To ensure glucose delivery to the pores of specific size ranges, we used the following approach (Supplementary Table S1): first, cores were drained to 400 kPa to ensure that all pores >1 µm were emptied, then water was added to bring them to 75 kPa to fill the smallest (1–4 µm) pores with water. It should be noted that while draining the soil always results in some rearrangement of soil pore space, the relatively coarse texture and non-expanding clay mineralogy of the studied soil minimized such impact. Then either water (in the large-pore and control treatments) or glucose solution (in the small-pore treatment) was added to bring the samples to 30 kPa, filling the ~4–10 µm pores. Then water was added to all cores to 10 kPa in order to create a water buffer between the target small and large pores. Finally, either water (in the small-pore and control treatments) or glucose (in the large-pore treatment) was added to 2 kPa to fill large (~30–150 µm) pores. Glucose additions were conducted in a cold room (2 °C) to minimize microbial consumption of the added glucose until it reached the target pores, after which the cores were brought to 22 °C for incubation.
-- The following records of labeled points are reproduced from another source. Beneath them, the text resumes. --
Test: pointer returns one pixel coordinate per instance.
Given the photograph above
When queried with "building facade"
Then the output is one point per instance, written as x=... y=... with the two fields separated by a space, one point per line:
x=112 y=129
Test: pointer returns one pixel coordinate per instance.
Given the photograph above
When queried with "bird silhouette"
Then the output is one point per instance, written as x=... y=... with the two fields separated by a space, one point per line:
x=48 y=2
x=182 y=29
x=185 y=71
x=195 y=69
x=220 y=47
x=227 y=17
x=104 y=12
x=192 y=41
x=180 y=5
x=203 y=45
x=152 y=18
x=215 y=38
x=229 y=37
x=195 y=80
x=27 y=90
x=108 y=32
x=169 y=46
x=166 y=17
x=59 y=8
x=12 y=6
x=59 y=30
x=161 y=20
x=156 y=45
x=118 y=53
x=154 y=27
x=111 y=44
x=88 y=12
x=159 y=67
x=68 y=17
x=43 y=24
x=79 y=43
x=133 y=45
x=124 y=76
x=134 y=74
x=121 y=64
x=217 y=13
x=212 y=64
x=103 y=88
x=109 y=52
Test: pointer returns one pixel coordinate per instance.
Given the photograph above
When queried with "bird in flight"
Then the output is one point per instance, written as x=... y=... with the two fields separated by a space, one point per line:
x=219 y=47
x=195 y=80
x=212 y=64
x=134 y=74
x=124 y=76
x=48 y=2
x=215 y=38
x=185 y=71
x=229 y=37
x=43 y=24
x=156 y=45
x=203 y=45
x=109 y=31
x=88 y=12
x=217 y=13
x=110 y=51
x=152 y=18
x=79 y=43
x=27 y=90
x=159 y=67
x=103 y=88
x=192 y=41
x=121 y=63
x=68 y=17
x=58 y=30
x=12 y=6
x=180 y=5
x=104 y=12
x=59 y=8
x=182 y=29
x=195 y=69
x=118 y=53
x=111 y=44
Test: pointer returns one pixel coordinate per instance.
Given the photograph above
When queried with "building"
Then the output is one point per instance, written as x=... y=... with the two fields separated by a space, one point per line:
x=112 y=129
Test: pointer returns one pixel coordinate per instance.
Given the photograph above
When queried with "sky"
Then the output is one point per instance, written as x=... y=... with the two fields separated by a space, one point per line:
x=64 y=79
To assess the microbial community involved in the immediate consumption of the added glucose and then to explore the longer-term fate of the added C, we incubated the soil cores for either 24 h or 30 days (Supplementary Fig. S1a). Each incubation period was followed by analysis of δ13C in the soil, dissolved organic carbon (DOC), and microbial cytosol, as well as in gas samples taken during the subsequent 30-day incubation. For the first incubation the entire cores were placed into incubation jars and kept there for 24 h at 22 °C. Then the cores were cut in half, one half was passed through a 2-mm sieve, with roots and stones removed, and frozen at −20 °C for subsequent SIP and microbial biomass C analyses, with part of the soil retained to determine soil 13C (Supplementary Fig. S1a). The other half was returned to the incubation jar and incubated for 29 more days, after which it was also sieved and frozen. Gas samples for 13CO2 and total CO2 analyses were taken from the jars at 1, 3, 7, and 30 days during the incubation. Each incubation jar was equipped with a small water-holding container to maximize air humidity and minimize evaporation. Soil gravimetric moisture content was measured using a sub-sample after both 24 h and 30-day incubations. The average moisture contents after the 24 h and 30-day incubations were equal to 24% and 22%, respectively.
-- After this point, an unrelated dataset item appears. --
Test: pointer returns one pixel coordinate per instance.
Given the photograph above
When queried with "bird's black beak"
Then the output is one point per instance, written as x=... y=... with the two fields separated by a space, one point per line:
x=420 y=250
Microbial biomass was analyzed using the fumigation-extraction method85,86. In brief, soil samples fumigated in ethanol-free chloroform and non-fumigated samples (5 g) were subjected to 0.5 M KCl extraction (1:5 of soil:solution ratio). Upon shaking, centrifugation, and filtering (0.45 µm membrane), the extracts were freeze-dried and subjected to the total C and δ13C analyses. The difference between fumigated and non-fumigated samples was reported as cytosol C, while the non-fumigated samples represented dissolved organic C. Measurements of δ13C were performed in the stable isotope facility at Michigan State University using an Isoprime Vision IRMS interfaced to a Vario Isotope Cube elemental analyzer (Elementar).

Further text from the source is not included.